Zudem hätten sich die Schweizer Produzenten bereit erklärt, pro Kilo einen Verarbeitungsbeitrag von 20Rappen zu bezahlen. Mit diesem De-facto-Preisabschlag werde es gelingen, weitere Kirschen zu verkaufen.

Da wegen des trockenen Wetters die Kirschen nun etwas kleiner bleiben und somit die erwarteten 1200 Tonnen nicht erreicht werden, hofft Wirz, in diesem Jahr die ganze Konservenkirschenernte vermarkten zu können: «Wenn dies gelingen sollte, dann wäre dies eine grosse Befriedigung für mich.» Doch einen Seitenhieb kann sich der SVP-Landrat nicht verkneifen: «Es ist mühsam, wenn die Poli-tik die Rahmenbedingungen ändert, und am Schluss liegt die Verantwortung bei einzelnen Berufsgruppen respektive bei einzelnen Personen.»

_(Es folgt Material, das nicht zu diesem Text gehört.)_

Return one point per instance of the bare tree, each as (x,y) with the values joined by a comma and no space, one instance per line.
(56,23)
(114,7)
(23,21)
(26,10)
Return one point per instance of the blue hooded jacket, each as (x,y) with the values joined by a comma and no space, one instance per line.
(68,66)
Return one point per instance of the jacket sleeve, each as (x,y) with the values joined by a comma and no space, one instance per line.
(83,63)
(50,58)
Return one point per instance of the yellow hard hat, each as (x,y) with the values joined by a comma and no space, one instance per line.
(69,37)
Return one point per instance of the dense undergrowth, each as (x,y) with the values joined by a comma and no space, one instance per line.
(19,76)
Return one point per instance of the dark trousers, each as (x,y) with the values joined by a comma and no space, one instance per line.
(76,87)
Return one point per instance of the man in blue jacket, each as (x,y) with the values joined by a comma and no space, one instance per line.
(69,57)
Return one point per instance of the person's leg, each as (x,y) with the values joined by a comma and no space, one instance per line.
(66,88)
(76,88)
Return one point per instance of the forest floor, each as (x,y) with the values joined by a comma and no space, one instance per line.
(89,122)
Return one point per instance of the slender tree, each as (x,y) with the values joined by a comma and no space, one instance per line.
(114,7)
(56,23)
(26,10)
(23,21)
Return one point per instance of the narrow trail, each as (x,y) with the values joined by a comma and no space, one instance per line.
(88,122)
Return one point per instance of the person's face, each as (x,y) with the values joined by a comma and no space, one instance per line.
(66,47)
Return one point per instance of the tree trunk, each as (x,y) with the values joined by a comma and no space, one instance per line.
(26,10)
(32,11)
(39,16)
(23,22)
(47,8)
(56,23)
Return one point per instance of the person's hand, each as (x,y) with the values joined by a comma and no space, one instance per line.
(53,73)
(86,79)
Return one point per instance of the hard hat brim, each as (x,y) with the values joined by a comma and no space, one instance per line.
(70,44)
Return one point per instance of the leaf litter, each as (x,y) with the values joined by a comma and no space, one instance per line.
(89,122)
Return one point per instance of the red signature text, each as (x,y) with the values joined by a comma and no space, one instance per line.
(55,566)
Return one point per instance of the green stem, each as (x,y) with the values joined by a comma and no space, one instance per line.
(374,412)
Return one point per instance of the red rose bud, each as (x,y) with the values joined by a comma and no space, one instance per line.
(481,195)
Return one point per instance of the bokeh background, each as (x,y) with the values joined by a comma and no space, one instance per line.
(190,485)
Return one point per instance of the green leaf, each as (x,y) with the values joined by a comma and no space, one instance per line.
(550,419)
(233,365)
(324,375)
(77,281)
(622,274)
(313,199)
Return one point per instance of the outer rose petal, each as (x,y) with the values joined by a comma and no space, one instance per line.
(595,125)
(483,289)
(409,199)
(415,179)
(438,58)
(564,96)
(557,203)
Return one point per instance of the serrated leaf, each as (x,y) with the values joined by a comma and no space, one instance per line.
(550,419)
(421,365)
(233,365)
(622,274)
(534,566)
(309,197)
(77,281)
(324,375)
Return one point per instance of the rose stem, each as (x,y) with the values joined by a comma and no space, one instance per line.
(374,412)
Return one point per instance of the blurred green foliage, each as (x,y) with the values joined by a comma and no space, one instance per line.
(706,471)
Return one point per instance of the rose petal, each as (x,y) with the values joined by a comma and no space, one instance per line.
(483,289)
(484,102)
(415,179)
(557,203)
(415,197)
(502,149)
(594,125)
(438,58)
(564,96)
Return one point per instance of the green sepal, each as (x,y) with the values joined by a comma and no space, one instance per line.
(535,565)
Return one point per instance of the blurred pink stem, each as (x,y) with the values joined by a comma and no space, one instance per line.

Für die Zukunft hofft er auf das Projekt einer Aargauer Firma, Trockenkirschen herzustellen. «Noch ist nichts spruchreif. Und ob dann Schweizer Kirschen verarbeitet werden, ist eben auch da eine Frage des Preises.» Prinzipiell hofft er, mittels Rohstoffpreisausgleich die Kirschen künftig auf dem Inlandsmarkt absetzen zu können: «Das ist vernünftiger, als sie für den Export zu verbilligen.»